Koshland served as editor of the journal Science from 1985 to 1995. His philosophical essay The Seven Pillars of Life is frequently cited and discussed in terms of extraterrestrial and artificial life as well as biological life.

In 1998, Koshland was awarded the Albert Lasker Special Achievement Award given by the Lasker Foundation for medical research in the United States. In 2008, the award was renamed the Lasker-Koshland Special Achievement Award in Medical Science in honor of Koshland.

== Personal life ==

He was married to Marian Koshland, a fellow Berkeley professor, from 1946 until her death in 1997. Marian was not Jewish, the daughter of a teacher who had immigrated from Denmark and a hardware salesman father of Southern Baptist background. Daniel and Marian had five children: Ellen Koshland, Phyllis "Phylp" Koshland, James Koshland, Gail Koshland, and Douglas Koshland. Koshland's son Douglas is a professor of genetics at the University of California, Berkeley. Daniel Koshland supported the creation of the Marian Koshland Science Museum by giving a major gift to the National Academy of Sciences in Marian's honor.
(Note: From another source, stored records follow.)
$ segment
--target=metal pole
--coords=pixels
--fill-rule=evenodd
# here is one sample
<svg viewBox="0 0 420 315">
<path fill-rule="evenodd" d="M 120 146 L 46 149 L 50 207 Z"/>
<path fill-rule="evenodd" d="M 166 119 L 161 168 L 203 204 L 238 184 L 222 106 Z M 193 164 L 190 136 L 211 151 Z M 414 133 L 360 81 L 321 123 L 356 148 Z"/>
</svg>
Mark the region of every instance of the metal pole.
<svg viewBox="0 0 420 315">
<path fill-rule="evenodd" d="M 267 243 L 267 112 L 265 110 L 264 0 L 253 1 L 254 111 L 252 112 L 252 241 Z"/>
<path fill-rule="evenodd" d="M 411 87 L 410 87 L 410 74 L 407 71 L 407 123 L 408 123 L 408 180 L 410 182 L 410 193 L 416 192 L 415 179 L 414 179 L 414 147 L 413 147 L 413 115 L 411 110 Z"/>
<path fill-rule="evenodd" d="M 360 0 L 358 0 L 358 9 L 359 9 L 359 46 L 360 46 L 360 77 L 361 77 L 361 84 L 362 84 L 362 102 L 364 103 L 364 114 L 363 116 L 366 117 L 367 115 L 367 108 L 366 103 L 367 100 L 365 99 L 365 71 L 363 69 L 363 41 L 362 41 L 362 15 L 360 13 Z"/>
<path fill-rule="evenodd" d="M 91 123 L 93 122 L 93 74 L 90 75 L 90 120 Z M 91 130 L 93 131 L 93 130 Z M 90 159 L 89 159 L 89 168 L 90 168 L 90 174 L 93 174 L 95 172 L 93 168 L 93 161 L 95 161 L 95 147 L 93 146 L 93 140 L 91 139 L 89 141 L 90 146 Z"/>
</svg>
After his wife's death in 1997 he reconnected with onetime Berkeley classmate Yvonne Cyr San Jule and they were married in Lafayette on August 17, 2000. San Jule had four children from previous marriages: conductor Christopher Keene, Philip Keene, Elodie Keene, and Tamsen Calhoon. A biographical memoir on Koshland by David Sanders has been published by the United States National Academy of Sciences.

Koshland died in Walnut Creek, California, in 2007, after having experienced a massive stroke.